In this case the footnote is a clue to or intrusion by the
other level of the book, where the collection of stories are in fact a novel,
with characters recurring across the story, often with different names so it is
not clear that they are almost all related.
All of the characters are introduced in the first story, patrons of Locos,
the bar that supplies the book’s title.
One character is present only in the form of “a little Chinese figure
made of porcelain” with a “butterfly on his shoulder” (8-9. I can see that the story, looking at it now,
is full of clues or hints or jokes about what happens later in the book. Chinelato’s dance of the butterflies, that is
a lovely episode.
For the reader who likes this sort of thing, this is great
fun, and for the reader who does not I suppose great tedium. Mary McCarthy reviewed the novel in 1936, and
returned to it over fifty years later for its rediscovery. “Alfau, or his book, was evidently my fatal
type, which I would again meet in Vladimir Nabokov’s Pale Fire and more
than once in Italo Calvino” (“Afterword,” 201).

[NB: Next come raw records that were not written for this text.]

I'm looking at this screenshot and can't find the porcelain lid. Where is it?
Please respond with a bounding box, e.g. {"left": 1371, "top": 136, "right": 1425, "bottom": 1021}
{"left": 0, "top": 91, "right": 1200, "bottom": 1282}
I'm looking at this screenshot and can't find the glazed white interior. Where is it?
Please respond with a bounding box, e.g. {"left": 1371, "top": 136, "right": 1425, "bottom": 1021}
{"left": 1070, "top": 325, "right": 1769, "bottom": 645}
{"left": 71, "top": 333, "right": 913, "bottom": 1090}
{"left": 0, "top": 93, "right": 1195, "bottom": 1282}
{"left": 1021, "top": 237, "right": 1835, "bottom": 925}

This Spanish novel by a Spanish writer was, surprisingly,
written in English and first published in the United States, where Alfau was an
immigrant who wrote for Spanish-language newspaper and did commercial
translation. The Vintage edition of Locos
was successful enough that an unpublished novel by Alfau, Chromos,
written in the 1940s, appeared in 1990.
I remember it as quite good, but it has been thirty years since I read
it. Locos has stood up well. Maybe someone can re-discover Alfau again.